Broadcasting with higher dimensions in NumPy - Time & Space Complexity
We want to understand how the time needed to run numpy operations changes when using broadcasting with arrays of different sizes and dimensions.
Specifically, how does adding more dimensions affect the work numpy does?
Analyze the time complexity of the following code snippet.
import numpy as np
A = np.ones((100, 1, 50))
B = np.ones((1, 200, 50))
C = A + B
This code adds two arrays with different shapes by broadcasting them to a common shape before element-wise addition.
Identify the loops, recursion, array traversals that repeat.
- Primary operation: Element-wise addition over the broadcasted array.
- How many times: Once for each element in the final broadcasted shape (100 x 200 x 50).
As the sizes of the arrays grow, the number of additions grows with the total number of elements after broadcasting.

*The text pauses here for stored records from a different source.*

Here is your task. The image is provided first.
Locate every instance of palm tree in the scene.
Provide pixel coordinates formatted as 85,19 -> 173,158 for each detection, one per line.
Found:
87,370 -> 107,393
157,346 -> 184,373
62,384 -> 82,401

| Input Size (n) | Approx. Operations |
|---|---|
| 10 (e.g., 10x10x10) | 1,000 |
| 100 (e.g., 100x100x100) | 1,000,000 |
| 1000 (e.g., 1000x1000x1000) | 1,000,000,000 |
Pattern observation: The operations grow roughly with the product of the dimensions, so increasing dimensions or their sizes multiplies the work.
Time Complexity: O(n * m * p)
This means the time grows proportionally to the total number of elements after broadcasting, which is the product of all dimensions.

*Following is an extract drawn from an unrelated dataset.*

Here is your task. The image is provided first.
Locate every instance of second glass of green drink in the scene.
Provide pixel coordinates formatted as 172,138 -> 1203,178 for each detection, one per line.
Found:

[X] Wrong: "Broadcasting makes the operation as fast as the smaller array size because it just repeats values."
[OK] Correct: Even though broadcasting avoids copying data, numpy still performs the operation on every element in the broadcasted shape, so the time depends on the full size after broadcasting.
Understanding how broadcasting affects time helps you explain performance when working with multi-dimensional data, a common task in data science and machine learning.
"What if we changed one array to have a dimension of size 1 replaced by a larger size? How would the time complexity change?"